COURTSIDE: Tuta & Stela Case

Protected witness tells of Tuta's plans to create a Bosniak-free state

COURTSIDE: Tuta & Stela Case

Protected witness tells of Tuta's plans to create a Bosniak-free state

Saturday, 10 November, 2001

A former Spanish intelligence officer, who worked for UNPROFOR in Herzegovina in 1993, testified last week in the trial of Mladen Naletilic "Tuta".


The former UNPROFOR officer, known as protected witness LL, gave details of conversations he had with Tuta in the weeks preceding the HVO attack on Bosniak population of Mostar in May 1993, for which Tuta is standing trial.


According to LL, Tuta and his fellow HVO commanders openly discussed their plans to create the Bosniak-free state of Herzeg-Bosnia, within the borders of Bosnia-Herzegovina.


The Spanish officer first heard about the plans from Tuta and Colonel Ivan Andabak while at dinner at Andabak's house. This colonel was, according to prosecution witnesses, deputy commander to Tuta in the Convicts' Battalion.


Its members were said to have led major attacks in the Mostar area and were known for cruel treatment of Bosniak detainees. The second accused at the Mostar trial is a sub-commander in that battalion, Vinko Martinovic "Stela".


Witness LL saw Tuta as highly positioned officer who planned, financed and controlled military operations. Tuta himself told him that a number of HVO colonels were under his command.

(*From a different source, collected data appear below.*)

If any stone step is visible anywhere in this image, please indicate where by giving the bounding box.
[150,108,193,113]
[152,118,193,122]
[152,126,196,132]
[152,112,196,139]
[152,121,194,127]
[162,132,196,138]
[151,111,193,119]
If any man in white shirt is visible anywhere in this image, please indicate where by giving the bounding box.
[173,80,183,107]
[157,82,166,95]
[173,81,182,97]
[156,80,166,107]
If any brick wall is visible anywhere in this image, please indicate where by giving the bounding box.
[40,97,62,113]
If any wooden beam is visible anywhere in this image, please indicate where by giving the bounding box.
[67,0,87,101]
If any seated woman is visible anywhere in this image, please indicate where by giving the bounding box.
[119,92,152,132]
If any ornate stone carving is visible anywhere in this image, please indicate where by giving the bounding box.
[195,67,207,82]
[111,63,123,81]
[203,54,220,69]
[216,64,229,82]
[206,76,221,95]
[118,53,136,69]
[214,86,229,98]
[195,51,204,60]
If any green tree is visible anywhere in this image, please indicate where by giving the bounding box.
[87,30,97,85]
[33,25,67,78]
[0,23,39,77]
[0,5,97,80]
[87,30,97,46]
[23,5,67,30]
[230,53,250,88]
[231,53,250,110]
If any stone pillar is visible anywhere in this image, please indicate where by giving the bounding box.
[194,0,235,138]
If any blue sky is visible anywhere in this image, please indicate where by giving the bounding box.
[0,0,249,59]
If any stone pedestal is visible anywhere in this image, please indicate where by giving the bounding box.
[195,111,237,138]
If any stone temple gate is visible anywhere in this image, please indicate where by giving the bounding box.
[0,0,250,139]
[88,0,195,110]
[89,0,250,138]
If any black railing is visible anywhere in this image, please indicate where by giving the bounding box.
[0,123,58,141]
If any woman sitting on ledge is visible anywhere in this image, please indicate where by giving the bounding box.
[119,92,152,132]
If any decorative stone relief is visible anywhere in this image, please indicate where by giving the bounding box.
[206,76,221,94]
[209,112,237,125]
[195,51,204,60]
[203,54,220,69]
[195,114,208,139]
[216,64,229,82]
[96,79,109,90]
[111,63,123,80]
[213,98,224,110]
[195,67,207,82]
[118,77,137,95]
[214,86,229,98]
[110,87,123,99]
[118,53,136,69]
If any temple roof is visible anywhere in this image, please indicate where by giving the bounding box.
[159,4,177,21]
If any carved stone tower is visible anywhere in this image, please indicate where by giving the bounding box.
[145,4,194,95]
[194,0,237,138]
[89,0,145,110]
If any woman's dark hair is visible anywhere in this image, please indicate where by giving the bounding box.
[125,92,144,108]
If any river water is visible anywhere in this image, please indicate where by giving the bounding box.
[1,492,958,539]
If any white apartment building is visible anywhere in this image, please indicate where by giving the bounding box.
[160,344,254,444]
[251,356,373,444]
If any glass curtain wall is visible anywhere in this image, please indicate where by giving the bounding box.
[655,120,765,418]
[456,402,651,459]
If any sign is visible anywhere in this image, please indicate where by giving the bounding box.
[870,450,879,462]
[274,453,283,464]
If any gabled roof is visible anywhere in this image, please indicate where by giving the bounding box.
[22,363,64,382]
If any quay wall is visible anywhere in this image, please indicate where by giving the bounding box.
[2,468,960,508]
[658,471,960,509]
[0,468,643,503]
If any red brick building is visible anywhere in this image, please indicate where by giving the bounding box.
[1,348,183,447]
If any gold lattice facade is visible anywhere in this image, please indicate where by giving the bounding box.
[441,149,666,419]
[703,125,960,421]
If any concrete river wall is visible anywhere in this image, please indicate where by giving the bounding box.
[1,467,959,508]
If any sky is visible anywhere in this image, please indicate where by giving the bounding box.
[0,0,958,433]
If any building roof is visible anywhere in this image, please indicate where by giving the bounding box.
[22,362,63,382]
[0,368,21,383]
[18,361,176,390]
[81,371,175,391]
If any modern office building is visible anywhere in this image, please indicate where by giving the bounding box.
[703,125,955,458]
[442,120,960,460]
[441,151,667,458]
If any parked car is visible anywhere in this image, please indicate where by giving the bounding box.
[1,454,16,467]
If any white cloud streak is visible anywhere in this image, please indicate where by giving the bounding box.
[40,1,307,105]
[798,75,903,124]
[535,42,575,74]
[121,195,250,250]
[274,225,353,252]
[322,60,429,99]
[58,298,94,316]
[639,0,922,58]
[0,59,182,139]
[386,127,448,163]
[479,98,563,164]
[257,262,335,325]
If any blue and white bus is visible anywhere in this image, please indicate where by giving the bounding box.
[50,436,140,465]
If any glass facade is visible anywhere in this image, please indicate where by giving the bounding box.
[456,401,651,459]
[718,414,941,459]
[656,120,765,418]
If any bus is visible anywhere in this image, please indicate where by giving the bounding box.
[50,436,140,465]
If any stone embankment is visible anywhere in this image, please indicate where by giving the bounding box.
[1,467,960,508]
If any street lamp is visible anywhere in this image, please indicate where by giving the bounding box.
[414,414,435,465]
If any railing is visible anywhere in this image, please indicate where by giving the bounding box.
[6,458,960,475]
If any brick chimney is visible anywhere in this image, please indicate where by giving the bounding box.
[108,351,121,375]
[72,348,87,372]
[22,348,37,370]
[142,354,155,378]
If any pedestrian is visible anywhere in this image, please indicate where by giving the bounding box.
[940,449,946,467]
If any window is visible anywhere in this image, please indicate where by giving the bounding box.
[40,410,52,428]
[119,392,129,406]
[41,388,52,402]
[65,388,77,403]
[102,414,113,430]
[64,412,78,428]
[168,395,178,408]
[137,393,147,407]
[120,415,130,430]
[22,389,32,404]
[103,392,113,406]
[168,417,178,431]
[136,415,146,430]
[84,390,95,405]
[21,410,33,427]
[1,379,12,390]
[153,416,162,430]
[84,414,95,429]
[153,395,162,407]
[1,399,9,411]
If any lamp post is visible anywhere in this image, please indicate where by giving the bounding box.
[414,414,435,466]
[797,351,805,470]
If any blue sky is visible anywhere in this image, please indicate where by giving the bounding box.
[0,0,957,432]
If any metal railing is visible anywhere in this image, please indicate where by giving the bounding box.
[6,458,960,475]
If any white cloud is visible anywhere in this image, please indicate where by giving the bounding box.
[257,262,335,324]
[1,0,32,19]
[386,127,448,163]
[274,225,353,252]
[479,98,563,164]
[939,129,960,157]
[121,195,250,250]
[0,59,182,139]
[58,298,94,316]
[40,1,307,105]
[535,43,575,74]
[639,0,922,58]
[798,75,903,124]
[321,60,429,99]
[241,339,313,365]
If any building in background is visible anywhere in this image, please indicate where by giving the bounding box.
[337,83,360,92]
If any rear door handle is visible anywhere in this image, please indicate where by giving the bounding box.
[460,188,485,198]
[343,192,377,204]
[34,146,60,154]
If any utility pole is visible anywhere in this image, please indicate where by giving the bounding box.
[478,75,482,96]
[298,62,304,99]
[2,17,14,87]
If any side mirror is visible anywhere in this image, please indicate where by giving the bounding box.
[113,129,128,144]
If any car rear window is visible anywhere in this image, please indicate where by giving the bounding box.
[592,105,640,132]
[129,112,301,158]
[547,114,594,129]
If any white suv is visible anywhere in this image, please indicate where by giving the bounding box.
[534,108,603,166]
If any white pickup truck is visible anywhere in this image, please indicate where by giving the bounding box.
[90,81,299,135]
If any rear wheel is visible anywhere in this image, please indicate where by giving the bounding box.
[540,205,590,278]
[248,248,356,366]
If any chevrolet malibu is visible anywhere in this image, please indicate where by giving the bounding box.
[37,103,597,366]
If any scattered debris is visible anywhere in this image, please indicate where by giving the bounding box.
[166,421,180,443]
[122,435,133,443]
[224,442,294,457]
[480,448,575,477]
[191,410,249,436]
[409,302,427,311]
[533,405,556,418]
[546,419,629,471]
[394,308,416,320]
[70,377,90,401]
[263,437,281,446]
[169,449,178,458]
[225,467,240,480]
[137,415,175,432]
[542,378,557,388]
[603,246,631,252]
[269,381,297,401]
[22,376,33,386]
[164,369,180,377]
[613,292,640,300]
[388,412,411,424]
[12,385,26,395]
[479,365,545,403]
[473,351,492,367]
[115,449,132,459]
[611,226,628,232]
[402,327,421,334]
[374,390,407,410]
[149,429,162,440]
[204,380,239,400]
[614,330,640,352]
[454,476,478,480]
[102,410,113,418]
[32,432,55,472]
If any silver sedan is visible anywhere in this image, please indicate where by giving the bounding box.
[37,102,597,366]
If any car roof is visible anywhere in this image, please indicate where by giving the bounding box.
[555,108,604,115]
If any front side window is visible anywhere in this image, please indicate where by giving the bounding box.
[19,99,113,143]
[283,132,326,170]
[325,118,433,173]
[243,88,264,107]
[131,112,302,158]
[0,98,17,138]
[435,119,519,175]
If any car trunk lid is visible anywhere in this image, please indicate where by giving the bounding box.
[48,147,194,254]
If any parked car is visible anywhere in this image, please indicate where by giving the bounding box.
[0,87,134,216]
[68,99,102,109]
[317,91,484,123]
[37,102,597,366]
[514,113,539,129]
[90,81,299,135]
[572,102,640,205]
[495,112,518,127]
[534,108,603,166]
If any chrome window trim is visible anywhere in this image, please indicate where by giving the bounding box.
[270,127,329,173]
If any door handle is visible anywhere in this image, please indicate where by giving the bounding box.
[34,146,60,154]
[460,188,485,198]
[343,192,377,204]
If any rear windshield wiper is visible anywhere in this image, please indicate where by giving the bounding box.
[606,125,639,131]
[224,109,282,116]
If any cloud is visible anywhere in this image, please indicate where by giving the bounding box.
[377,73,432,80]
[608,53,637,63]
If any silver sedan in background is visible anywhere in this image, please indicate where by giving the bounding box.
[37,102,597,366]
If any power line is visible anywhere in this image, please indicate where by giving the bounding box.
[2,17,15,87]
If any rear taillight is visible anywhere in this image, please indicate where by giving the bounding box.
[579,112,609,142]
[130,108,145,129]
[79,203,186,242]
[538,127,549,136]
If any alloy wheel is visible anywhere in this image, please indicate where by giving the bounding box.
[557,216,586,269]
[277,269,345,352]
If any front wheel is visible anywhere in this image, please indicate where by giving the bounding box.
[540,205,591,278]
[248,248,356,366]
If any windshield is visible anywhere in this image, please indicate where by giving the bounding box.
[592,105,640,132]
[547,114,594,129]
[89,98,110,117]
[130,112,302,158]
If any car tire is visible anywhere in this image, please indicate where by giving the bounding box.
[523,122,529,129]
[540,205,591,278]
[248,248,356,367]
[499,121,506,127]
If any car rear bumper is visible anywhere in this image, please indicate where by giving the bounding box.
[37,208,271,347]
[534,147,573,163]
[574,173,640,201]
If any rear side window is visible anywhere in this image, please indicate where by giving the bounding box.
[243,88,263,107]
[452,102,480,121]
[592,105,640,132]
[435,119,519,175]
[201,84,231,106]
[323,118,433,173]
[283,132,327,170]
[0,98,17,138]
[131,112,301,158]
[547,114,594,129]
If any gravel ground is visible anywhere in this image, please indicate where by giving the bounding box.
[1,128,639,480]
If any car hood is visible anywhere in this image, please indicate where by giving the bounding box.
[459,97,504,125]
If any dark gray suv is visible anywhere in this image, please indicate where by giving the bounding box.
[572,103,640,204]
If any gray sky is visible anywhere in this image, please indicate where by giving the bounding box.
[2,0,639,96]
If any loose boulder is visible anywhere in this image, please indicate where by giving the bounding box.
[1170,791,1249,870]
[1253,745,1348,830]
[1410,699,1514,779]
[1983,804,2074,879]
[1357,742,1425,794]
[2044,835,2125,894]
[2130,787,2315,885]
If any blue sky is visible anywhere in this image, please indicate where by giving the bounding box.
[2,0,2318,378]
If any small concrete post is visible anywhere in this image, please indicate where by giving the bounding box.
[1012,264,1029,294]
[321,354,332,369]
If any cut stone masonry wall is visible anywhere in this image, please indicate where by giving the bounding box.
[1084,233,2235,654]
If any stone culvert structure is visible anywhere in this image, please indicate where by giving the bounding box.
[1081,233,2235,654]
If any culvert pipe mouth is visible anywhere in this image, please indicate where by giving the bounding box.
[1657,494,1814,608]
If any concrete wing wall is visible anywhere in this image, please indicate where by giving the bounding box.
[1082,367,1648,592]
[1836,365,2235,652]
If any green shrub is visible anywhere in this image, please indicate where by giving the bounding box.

The Spanish officer dismissed the suggestion by the defence that Tuta may have had a drink too many during the dinner and said things that were not necessarily precise. He made sure to check with other HVO sources if the information he heard from Tuta and Andabak were correct and he found out they were.


The day before the attack in Mostar took place, the witness saw Andabak dressed in a black uniform and threaten that "heads would fall and roll that night". The Spanish officer also confirmed the prosecutor's claims about arrests and detention of Bosniak civilians at the Mostar football stadium and Heliodrom barracks.


The prosecutor' s case continues next week.


Vjera Bogati is an IWPR special correspondent at The Hague and a journalist with SENSE News Agency.